Students were asked in a “climate survey” conducted on campus if “the university takes complaints of sex discrimination and sexual harassment seriously and responds effectively.” In spring 2013, a shocking 40 percent of student respondents replied no, and 26 percent replied negatively in spring 2014.
Data shows that students are aware of the reporting practices and the progress that is being made in handling sexual assault. However, the low survey responses and stigma surrounding discussion of sexual crimes show that students are still at risk.
As students, we have a right to feel safe in our community, whether that is on campus or in our surrounding residences. While this is partly the job of the administration, responsibility also lies in students’ hands to stand up for each other and create a culture of zero tolerance for all sexual crimes.
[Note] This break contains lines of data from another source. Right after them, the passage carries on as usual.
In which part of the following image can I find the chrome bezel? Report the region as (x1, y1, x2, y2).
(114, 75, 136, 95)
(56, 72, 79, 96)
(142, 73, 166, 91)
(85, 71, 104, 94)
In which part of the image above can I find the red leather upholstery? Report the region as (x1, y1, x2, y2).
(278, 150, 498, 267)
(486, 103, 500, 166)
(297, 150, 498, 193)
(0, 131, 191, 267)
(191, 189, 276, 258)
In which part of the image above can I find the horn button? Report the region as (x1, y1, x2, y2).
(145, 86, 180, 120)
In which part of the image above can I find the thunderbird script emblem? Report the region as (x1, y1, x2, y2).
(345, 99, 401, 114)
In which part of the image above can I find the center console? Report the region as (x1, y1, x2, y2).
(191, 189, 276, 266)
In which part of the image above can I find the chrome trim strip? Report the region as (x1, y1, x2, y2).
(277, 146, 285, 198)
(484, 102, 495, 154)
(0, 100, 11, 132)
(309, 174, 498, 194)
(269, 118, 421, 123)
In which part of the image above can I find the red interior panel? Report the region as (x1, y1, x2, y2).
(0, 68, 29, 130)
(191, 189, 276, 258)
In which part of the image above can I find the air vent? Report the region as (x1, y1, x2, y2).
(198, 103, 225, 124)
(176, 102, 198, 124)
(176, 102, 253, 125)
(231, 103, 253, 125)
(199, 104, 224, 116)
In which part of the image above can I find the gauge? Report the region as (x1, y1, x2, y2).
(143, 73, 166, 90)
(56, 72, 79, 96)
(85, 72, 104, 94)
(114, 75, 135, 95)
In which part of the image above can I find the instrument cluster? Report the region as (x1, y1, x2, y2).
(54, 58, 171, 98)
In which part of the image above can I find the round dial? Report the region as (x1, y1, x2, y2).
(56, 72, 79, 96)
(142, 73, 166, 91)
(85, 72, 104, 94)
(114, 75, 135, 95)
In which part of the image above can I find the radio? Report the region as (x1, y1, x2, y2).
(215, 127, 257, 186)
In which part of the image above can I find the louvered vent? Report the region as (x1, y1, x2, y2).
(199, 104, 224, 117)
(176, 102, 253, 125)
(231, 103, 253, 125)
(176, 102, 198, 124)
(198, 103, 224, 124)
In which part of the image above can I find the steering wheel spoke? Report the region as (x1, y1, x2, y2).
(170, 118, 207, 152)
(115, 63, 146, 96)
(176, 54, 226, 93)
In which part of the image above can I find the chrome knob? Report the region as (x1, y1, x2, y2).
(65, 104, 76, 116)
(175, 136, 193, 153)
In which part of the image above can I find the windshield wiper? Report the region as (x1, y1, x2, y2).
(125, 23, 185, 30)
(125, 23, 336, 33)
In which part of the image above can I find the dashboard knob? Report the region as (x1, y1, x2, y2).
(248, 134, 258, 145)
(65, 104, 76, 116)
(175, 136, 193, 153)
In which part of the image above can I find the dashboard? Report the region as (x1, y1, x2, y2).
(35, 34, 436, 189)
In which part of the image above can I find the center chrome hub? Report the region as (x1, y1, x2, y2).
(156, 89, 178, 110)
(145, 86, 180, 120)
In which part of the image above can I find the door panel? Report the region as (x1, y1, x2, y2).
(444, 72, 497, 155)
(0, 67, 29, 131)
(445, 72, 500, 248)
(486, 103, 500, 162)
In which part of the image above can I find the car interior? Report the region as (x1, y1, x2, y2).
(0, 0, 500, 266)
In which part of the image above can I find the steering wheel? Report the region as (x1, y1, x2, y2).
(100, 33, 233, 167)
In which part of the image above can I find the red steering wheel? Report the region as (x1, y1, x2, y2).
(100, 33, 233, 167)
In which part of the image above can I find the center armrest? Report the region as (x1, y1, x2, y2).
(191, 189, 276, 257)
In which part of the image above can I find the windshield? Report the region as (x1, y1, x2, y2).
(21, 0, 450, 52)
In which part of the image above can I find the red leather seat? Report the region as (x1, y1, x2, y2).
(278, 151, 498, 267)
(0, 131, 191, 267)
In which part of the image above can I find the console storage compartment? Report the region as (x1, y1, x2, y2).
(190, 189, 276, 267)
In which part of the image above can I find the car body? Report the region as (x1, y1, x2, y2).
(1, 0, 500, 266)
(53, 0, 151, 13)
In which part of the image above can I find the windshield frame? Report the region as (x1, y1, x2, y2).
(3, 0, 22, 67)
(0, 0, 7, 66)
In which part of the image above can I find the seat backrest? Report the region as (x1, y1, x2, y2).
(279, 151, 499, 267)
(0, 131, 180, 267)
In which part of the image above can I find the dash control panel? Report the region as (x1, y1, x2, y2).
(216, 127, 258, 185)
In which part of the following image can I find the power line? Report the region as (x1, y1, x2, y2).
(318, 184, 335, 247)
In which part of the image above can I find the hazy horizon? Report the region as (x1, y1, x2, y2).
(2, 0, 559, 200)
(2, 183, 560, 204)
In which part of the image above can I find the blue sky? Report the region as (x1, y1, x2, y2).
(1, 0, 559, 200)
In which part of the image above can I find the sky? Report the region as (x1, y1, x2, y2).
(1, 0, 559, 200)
For this reason, I want to garner awareness and support to reduce the prevalence of sex-related crimes and get a Bystander Intervention Program instituted at Xavier.
Bystander intervention programs are those that educate all members of a community (such as a college campus) to be involved in the prevention and confrontation of sexual violence and harassment. Having a bystander intervention culture calls everyone to be ready and willing to intervene in instances where inappropriate behaviors, words or actions are putting someone at risk. It can be as simple as telling your friend to lay off someone at a party or intervening before an intoxicated roommate goes home with a stranger.
There is an undeniable need for such a program at Xavier, as is evidenced by the Spring 2014 Climate Survey.
In response to the question, “Do you have any suggestions on how the university can better educate students about sex discrimination, harassment or rights under Title IX?” 45 percent of student respondents answered that they wanted more education for students.
This sort of education teaches students about consent, the responsibility of being an intervener and how to effectively protect themselves, their friends and their classmates.
Being an intervening bystander is simply agreeing that sex-related crimes are not okay. Through making a pact to intervene in situations that seem dangerous, uncomfortable or inappropriate, we can work to prevent sexual assault, discrimination and harassment in our community.
Many of us have heard the line, “be men and women for and with others,” but how often is that mocked on campus? Xavier’s Ignatian heritage teaches us that our values depend on communal action. In order to uphold our university’s beliefs, we must become educated allies to help those in our community who are most vulnerable. Programs like bystander intervention would allow the Xavier community to live out its stated mission and help students to walk in solidarity with survivors of harassment, discrimination and sexual assault.
Now is the time for the voices of students to rally together to stand with our survivors. As our vice president Joe Biden said, “Freedom from sexual assault is a basic human right.”
Students and the administration need to work together to form a culture of comradery and zero tolerance. It is time to stop talking about our values and start living them. It is time to act.